「ハハッ。詩桜は本当ブレないね。昔から真っすぐだ」
私とハルのやりとりを見ていた蜜生くんがおかしそうに笑い出す。
やわらかい表情で私を見つめる彼に思わずドキッと心臓が高鳴った。
「ハル、たしかに俺はお前の気持ちはわかる。けど、やり方が間違ってると思う」
どこか吹っ切れたような蜜生くんの瞳はもう揺らいでいない。
そんな蜜生くんに、ハルはめんどくさそうにため息をこぼした。
「あっそ……。じゃあ、もういいや。口で言ってもわからないなら無理やりにでも連れていく。君達、シュガー連れてきて。僕は先に行くから」
その命令で、扉の方からサングラスをかけたスキンヘッドの男性が現れる。
おそらくハルが話していたSPだろう。
まったく気配を感じなかったことからも相当の手練れだということが伺えた。
じりじりと蜜生くんとの距離を詰めるスキンヘッドの男性は、すぐに彼を捕え、秘密部屋から出ていこうとする。
「蜜生くん……っ!!」
こういう時こそボディーガードである私の出番なのに、縛られて動けないなんて私、何してるんだろう。
自分のふがいなさにじわっと目頭が熱くなる。そして、悔しさからギュッと唇をかみしめた、その時。
「詩桜っ……!待ってて。今、ロープほどくから」
「え、は、初奈ちゃん!?なんでここに……」
突然、ソファの陰から現れた初奈ちゃんに私は目を丸くする。
「佐藤くんから大まかな事情は聞いた。実はここ壁の横に隠し通路があってね、私はそこでいざという時に助けてほしいって待機してたの」
手際よくロープをほどきながら説明をする初奈ちゃんに、私は「そうだったんだ」と小さく呟いた。

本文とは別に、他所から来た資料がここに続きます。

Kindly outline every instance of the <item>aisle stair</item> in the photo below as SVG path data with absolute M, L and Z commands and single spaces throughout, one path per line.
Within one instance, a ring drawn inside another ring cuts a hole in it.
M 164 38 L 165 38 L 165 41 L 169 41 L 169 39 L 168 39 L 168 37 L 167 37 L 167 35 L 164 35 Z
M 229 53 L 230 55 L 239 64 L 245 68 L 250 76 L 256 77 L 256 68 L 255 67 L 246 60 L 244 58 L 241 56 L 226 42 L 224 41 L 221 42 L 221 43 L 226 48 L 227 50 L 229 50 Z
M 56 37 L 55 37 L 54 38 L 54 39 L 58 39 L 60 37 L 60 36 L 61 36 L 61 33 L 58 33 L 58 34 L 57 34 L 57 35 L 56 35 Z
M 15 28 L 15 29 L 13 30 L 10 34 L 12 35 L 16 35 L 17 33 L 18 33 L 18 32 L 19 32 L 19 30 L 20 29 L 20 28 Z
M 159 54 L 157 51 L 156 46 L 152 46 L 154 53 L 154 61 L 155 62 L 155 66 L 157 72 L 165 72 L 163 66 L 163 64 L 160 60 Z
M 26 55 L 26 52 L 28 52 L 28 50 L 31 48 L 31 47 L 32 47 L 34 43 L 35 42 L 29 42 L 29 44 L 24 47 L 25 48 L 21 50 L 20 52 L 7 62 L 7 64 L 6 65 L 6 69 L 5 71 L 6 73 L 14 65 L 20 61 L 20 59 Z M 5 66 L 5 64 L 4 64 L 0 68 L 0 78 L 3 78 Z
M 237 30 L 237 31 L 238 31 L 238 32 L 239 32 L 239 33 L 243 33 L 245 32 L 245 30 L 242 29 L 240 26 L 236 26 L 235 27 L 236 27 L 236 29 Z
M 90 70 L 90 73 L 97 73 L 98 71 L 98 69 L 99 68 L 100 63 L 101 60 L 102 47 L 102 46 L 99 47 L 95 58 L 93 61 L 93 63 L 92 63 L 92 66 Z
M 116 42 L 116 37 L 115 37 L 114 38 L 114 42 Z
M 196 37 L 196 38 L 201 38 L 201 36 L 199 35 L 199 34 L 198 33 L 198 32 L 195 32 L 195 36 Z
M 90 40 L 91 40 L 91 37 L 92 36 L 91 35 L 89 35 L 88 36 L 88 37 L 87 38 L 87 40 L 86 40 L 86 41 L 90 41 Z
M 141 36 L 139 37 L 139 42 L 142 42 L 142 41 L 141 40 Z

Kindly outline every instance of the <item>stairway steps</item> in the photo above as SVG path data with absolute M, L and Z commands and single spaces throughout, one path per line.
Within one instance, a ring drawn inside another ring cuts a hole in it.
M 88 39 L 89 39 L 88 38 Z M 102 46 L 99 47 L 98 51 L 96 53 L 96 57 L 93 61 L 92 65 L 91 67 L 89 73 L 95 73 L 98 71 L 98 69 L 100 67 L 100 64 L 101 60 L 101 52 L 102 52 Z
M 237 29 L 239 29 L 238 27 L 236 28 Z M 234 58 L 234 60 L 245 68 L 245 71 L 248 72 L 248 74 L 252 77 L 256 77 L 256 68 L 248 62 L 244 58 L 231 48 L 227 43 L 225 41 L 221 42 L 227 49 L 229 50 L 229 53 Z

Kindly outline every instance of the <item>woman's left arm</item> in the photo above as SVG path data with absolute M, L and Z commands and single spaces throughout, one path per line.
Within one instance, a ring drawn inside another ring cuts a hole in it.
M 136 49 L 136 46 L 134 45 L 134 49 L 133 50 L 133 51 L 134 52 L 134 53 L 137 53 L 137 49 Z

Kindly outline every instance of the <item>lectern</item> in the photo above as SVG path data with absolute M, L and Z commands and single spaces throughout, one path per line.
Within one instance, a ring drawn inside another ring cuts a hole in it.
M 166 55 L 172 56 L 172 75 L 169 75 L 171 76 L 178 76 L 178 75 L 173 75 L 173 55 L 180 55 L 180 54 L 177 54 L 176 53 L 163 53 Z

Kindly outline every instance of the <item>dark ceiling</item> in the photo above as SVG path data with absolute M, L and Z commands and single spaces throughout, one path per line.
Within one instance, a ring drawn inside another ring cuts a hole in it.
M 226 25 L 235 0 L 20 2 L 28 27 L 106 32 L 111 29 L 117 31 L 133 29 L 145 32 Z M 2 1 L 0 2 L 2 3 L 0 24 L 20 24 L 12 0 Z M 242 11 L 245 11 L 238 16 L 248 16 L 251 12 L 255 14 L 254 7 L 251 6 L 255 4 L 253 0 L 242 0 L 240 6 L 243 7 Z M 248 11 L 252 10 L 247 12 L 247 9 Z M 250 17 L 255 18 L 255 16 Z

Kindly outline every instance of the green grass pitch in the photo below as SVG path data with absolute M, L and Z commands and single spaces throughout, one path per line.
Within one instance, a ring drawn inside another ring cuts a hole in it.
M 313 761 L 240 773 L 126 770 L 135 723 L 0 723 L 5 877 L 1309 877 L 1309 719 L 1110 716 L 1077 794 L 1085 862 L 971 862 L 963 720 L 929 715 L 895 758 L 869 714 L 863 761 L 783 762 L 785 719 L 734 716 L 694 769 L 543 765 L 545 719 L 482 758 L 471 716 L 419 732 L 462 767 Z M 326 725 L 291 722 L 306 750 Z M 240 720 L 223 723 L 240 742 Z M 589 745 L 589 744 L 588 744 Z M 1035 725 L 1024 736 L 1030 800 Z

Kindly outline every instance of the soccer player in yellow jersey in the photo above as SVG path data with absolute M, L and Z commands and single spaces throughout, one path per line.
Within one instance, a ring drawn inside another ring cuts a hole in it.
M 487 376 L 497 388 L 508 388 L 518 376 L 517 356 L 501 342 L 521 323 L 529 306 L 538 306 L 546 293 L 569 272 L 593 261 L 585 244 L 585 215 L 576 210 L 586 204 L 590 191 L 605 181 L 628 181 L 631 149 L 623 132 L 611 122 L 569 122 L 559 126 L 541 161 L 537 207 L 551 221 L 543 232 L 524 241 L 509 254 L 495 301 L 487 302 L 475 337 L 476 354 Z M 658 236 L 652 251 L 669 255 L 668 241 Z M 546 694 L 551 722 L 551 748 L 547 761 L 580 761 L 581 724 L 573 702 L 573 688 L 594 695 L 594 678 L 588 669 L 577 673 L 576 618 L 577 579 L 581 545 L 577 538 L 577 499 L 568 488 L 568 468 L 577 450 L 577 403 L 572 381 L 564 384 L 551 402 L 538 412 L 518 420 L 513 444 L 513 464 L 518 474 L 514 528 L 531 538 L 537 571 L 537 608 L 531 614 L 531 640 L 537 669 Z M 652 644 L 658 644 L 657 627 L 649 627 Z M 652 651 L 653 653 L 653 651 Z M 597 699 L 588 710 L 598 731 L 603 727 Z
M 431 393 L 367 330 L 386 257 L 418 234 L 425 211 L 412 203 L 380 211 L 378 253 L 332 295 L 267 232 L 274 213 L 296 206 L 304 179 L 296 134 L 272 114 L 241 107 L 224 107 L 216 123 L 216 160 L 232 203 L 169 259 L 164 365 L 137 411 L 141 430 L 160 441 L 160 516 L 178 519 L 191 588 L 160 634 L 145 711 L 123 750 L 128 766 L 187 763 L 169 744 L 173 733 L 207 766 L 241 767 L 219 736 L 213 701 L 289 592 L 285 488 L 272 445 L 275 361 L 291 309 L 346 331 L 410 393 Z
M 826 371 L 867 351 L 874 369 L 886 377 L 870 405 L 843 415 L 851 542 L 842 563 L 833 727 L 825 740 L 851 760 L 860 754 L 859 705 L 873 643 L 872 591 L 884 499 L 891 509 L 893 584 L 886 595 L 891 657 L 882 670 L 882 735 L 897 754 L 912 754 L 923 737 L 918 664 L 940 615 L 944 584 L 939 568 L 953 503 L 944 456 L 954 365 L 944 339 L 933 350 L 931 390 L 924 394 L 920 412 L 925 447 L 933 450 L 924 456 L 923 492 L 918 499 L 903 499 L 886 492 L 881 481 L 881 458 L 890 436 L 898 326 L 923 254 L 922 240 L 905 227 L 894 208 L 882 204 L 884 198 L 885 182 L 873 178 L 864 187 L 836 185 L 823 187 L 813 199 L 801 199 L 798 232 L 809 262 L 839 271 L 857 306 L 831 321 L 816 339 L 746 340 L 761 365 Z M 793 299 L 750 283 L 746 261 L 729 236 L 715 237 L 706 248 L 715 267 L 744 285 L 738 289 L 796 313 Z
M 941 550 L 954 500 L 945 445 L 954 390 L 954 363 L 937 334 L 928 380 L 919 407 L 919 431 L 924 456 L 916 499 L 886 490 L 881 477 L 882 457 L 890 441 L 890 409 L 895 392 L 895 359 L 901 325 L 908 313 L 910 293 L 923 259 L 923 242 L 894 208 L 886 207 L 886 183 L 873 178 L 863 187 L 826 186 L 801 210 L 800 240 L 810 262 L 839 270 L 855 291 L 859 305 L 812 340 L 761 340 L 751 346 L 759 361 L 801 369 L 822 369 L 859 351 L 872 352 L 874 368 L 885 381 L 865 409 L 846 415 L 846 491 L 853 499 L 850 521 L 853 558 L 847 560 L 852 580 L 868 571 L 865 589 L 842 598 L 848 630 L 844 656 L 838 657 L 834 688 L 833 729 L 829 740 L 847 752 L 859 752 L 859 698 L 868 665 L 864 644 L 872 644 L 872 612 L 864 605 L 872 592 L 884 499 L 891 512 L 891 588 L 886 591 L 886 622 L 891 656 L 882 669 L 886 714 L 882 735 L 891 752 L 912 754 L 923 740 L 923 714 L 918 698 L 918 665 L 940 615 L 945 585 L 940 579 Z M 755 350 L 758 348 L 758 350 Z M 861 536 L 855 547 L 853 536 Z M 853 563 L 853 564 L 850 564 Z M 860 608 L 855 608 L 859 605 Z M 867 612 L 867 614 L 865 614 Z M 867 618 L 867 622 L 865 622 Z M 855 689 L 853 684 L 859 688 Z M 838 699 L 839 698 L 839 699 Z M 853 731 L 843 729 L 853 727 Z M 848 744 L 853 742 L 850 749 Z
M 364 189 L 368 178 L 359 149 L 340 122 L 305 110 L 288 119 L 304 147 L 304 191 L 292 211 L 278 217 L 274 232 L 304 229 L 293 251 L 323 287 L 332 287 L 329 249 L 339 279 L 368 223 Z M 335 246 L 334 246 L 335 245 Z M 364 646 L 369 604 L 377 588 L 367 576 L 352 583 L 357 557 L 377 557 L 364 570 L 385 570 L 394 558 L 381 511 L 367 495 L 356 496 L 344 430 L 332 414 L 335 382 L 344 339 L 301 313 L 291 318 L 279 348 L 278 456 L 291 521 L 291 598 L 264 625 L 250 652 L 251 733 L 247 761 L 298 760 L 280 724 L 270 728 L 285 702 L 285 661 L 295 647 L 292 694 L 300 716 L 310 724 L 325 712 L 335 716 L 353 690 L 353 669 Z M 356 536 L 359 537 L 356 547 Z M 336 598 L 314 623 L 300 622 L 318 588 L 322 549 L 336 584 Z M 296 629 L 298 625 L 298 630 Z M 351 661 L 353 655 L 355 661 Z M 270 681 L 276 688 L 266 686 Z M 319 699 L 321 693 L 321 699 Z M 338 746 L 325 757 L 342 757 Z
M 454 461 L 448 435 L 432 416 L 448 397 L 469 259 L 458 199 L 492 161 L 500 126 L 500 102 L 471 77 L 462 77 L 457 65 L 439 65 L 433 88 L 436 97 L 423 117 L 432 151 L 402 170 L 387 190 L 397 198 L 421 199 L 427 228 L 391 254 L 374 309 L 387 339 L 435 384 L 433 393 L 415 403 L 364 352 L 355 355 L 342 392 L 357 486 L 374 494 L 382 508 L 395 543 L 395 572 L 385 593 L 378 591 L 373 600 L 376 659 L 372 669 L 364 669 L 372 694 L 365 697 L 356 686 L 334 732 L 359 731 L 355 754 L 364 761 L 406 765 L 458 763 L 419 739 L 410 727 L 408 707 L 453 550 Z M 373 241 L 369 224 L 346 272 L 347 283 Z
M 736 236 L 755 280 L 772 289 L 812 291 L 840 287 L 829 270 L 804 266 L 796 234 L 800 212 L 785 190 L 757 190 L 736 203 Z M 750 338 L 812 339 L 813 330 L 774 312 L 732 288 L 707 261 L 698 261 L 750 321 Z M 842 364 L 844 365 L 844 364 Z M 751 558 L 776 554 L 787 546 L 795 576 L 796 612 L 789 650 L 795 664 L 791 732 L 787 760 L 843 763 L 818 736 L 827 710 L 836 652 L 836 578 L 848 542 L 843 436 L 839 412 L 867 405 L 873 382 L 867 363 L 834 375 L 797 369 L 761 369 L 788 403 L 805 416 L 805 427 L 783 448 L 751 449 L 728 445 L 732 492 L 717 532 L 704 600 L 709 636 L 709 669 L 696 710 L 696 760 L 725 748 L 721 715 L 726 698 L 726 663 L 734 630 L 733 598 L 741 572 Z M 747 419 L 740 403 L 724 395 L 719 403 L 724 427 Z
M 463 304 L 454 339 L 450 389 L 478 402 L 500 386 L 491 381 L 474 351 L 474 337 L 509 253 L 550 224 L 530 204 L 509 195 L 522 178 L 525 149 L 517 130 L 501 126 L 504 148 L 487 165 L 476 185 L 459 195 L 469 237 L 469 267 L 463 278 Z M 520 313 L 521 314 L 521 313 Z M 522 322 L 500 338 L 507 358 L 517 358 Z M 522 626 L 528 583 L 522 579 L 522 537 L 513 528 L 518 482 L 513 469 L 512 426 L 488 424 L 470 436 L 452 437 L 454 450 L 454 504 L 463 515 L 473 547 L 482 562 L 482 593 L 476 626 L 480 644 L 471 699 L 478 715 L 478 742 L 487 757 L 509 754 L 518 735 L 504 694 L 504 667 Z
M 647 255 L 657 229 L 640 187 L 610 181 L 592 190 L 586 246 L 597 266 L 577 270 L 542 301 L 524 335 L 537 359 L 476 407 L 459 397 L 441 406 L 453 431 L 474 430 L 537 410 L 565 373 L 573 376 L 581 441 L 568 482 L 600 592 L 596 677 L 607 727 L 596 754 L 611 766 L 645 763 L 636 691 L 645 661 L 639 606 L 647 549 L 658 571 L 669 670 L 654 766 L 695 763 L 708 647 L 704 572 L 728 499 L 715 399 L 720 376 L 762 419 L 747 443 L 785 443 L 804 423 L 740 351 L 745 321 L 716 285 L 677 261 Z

「……美春のことも佐藤くんから聞いた。それにさっきの話も全部聞いてたから」
初奈ちゃんの声が震えていてハッとする。そうだ、初奈ちゃんだって不安なんだ。
蜜生くんからどの程度事情を聞いたのかわからないけれど、彼女にとって衝撃的な話ばかりだったに違いない。
それでも、こうして私を助けるために来てくれたんだ。
「初奈ちゃん、ありがとう。私もこれが終わったら初奈ちゃんに話したいことがあるの……。聞いてくれる?」
「えぇ!なんでも聞いてあげるから、まずは無事で戻ってきてね」
初奈ちゃんが笑顔を向けた刹那、私の手足を拘束していたロープがほどけた。